I haven't understood their methodology well enough to have a strong opinion about its validity. I think they're using time series data along with some priors about the shape of the distribution of the random variable "number of days between testing positive and showing symptoms, given that the patient will at some point show symptoms" to conclude that a decent fraction of the Diamond Princess people won't show symptoms.
The claim is made in paragraph 5 of the discussion section.
A question I always have about these studies is at what level symptoms are defined and self-reported. E.g. presumably "you have an itchy throat or a mild headache in the morning/mildly increased fever over your baseline" is pre-symptomatic. Self-isolating with mild symptoms is probably hard to measure but can be at least socially enforced.
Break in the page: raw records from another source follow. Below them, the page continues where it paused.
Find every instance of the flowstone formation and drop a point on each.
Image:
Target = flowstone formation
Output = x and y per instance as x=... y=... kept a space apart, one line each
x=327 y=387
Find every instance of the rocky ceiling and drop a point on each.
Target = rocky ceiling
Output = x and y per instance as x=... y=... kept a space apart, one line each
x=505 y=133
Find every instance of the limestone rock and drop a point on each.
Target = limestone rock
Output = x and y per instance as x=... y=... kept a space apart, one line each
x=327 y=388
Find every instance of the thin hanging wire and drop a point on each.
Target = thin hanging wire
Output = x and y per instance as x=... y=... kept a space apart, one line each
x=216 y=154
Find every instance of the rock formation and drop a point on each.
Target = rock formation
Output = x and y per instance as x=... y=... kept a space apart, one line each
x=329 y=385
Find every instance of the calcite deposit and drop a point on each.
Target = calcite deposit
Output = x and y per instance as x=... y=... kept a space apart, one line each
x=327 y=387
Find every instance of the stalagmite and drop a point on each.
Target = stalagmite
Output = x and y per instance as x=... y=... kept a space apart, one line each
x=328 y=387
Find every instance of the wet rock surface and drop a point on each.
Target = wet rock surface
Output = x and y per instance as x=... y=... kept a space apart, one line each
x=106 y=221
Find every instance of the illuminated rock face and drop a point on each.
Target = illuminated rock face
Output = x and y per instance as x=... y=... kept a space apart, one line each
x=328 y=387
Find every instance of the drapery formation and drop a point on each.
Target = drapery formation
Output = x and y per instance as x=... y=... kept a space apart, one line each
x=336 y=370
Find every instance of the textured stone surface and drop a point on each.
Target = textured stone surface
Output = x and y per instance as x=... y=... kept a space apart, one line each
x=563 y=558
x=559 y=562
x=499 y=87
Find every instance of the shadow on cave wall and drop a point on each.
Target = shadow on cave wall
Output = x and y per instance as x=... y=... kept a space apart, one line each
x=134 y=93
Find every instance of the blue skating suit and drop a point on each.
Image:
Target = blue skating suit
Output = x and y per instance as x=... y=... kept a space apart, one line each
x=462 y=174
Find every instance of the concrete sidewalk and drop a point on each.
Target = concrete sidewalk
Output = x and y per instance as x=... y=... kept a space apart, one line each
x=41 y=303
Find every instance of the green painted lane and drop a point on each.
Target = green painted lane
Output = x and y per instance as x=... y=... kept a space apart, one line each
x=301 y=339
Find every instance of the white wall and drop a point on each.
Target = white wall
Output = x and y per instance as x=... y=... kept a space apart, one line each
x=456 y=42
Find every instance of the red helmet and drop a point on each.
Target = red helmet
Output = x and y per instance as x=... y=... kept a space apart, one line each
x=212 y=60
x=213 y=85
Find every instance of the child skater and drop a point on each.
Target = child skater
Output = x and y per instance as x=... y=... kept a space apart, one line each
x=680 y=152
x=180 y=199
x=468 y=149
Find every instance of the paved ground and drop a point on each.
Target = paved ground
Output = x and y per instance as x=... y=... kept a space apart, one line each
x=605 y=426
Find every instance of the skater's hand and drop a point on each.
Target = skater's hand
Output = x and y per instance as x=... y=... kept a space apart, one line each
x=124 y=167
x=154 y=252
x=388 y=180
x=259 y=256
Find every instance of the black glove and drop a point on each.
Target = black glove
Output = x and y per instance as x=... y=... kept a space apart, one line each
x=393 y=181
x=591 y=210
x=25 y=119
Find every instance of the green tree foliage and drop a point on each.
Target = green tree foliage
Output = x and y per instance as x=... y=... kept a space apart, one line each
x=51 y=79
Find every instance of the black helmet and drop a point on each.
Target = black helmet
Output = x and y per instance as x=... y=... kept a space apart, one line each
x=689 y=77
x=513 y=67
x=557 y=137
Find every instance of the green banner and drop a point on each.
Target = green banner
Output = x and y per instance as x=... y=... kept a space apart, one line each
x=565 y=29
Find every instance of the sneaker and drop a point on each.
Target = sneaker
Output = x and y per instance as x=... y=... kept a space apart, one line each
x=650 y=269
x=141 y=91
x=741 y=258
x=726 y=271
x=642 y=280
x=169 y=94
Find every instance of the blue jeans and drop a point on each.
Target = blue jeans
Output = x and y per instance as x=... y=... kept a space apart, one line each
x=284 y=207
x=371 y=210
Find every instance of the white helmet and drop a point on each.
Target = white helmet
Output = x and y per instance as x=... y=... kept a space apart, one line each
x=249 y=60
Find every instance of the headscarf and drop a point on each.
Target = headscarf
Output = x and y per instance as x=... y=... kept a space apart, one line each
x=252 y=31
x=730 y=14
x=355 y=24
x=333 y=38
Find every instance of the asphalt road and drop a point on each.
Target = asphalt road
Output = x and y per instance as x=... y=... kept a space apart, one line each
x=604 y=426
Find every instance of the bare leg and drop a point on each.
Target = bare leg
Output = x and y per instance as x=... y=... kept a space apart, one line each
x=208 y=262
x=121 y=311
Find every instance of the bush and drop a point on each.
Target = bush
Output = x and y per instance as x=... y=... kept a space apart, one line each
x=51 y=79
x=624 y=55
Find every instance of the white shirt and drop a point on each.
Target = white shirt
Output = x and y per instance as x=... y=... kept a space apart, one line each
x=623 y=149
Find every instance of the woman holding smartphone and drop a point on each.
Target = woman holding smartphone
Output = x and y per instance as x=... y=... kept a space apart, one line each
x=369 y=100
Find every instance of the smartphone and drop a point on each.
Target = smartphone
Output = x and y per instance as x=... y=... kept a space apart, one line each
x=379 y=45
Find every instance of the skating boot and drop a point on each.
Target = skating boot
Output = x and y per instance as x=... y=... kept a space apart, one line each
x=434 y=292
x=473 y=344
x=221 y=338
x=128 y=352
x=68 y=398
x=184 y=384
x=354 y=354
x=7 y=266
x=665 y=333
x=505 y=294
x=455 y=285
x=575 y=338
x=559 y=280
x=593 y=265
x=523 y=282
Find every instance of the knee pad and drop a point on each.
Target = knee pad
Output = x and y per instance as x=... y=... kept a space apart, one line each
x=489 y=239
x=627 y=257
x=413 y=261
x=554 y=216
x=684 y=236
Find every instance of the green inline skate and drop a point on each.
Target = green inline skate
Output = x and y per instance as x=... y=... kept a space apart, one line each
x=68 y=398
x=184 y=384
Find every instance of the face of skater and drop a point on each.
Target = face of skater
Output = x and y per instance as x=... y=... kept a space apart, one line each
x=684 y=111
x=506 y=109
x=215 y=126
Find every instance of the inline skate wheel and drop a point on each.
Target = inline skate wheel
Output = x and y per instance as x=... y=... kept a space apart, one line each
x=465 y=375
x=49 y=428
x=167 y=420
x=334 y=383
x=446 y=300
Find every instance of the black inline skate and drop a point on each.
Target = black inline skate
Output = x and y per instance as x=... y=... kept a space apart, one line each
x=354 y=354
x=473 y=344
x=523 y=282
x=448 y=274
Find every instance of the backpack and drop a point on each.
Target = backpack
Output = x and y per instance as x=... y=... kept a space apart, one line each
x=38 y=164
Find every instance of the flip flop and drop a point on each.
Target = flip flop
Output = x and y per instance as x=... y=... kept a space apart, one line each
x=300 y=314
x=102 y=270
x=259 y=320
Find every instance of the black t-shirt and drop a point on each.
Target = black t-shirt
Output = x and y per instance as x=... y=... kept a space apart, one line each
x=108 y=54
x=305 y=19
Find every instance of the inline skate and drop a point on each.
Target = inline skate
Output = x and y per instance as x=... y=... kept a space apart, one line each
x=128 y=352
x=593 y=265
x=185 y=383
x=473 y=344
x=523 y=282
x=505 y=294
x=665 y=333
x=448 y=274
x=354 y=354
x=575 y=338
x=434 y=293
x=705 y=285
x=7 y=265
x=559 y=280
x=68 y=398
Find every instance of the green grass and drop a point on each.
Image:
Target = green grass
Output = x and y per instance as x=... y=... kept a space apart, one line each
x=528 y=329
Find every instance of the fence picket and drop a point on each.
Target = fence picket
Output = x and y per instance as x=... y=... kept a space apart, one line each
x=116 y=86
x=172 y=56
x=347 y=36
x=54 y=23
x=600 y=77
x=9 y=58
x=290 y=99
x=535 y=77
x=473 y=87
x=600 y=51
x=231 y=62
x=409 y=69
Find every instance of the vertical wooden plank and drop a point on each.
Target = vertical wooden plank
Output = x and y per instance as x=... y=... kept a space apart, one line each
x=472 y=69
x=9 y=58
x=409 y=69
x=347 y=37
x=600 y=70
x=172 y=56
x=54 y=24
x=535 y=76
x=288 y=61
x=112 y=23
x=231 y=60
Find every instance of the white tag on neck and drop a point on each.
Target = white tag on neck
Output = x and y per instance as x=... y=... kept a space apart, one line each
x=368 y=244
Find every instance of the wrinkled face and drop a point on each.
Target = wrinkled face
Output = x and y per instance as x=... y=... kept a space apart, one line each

If the thought here is true does that suggest the actual transmission mechanism is perhaps not yet understood as well?
The claim has been it is not an airborne transmission (which perhaps still makes sense on a technical level) but if infection is occurring without things like people coughing or sneezing (dispelling a larger amount of internal matter than simple breathing) how is it spread?
Is the view that it must be more about things like an infected person touches their mouth in some manner, then touches something else or shakes someone's hand...
What are the confidence internal for the estimates for the serial intervals? That doesn't seem like something that would have been well measured during the outbreaks so far but perhaps I'm not crediting the medical community enough here.